Le projet de restauration a également donné lieu à d’incroyables découvertes, dont 1 035 fragments sculptés et peints du jubé démoli au XVIIIe siècle. Les archéologues ont découvert les vestiges d’un bâtiment du Ier siècle sous la crypte Soufflot et identifié plus de 100 sépultures au total. Deux cercueils en plomb ont été retrouvés dans le transept, l’un contenant les restes d’Antoine de la Porte, chanoine de Notre-Dame décédé en 1810, et du poète français Joachim du Bellay, identifié par ses déformations osseuses et inhumé au XVIe siècle. siècle, selon l’analyse de l’Institut médico-légal du CHU de Toulouse.
Bien que Notre-Dame ait rouvert ses portes, la restauration n’est pas encore totalement terminée. La phase 3 du projet comprend le revêtement en plomb de la base de la flèche et les travaux de finition des tours de la cathédrale, qui reprendront au début de l’année prochaine. Le Rebâtir Notre-Dame de Paris dispose encore dans ses caisses d’environ 140 millions d’euros (147 millions de dollars américains) provenant de dons antérieurs. « Un travail qui respecte le budget et le calendrier », a déclaré Jost.
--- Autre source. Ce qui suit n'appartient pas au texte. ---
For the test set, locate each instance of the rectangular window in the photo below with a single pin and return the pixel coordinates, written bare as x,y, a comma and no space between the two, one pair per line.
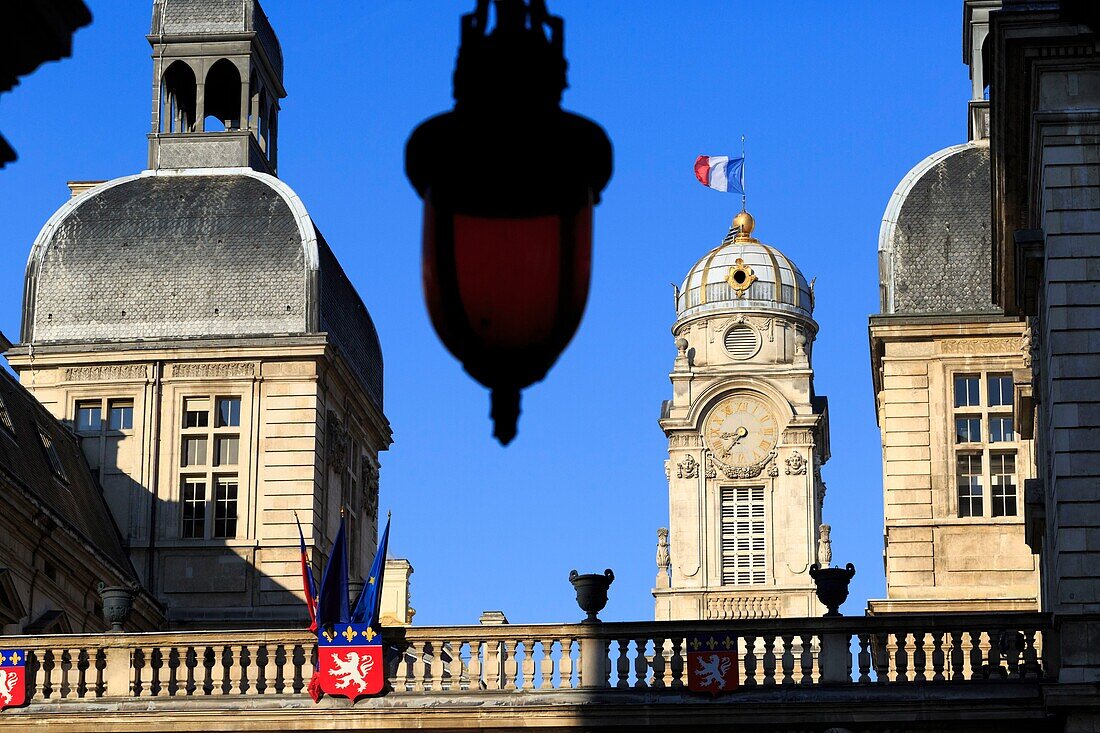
968,429
743,536
194,452
6,418
1003,490
1000,429
1000,390
228,446
194,505
229,412
120,415
196,412
52,458
224,507
89,416
969,484
966,391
Après l’inauguration de samedi dernier et l’ouverture au public dimanche, une série d’événements se poursuivront pour célébrer le rétablissement de Notre-Dame. Le 11 décembre, un groupe de 80 personnes impliquées dans la restauration interprétera le Cantique de Jean Racine du compositeur français Gabriel Fauré.
« Nous avons tous été invités à participer à cette initiative et à faire partie de la chorale des Compagnons Notre-Dame. J’ai dit oui sans même penser à mes capacités vocales. Quelle belle façon de faire revivre ce que nous appelons tous « l’Esprit de Notre-Dame », a déclaré la soprano Marie-Cécile Kfouri, qui faisait partie de la vingtaine de restaurateurs chargés de préserver les peintures du Sud et d’Ostkapelle. Parmi les autres participants figurent l’ingénieur chimiste Damien Lopez, qui a étudié la présence de plomb dans les eaux de ruissellement, et Giraud, qui est baryton et dirige une chorale normande pendant son temps libre.
« La plupart de notre équipe s’est jointe à nous, nous avons donc rapidement commencé à répéter sur place », a ajouté Kfouri, en plus des répétitions mensuelles hors site. Même si les cloches de Notre-Dame ont cessé de sonner jusqu’à samedi dernier, la musique n’a pas cessé de résonner dans toute la cathédrale.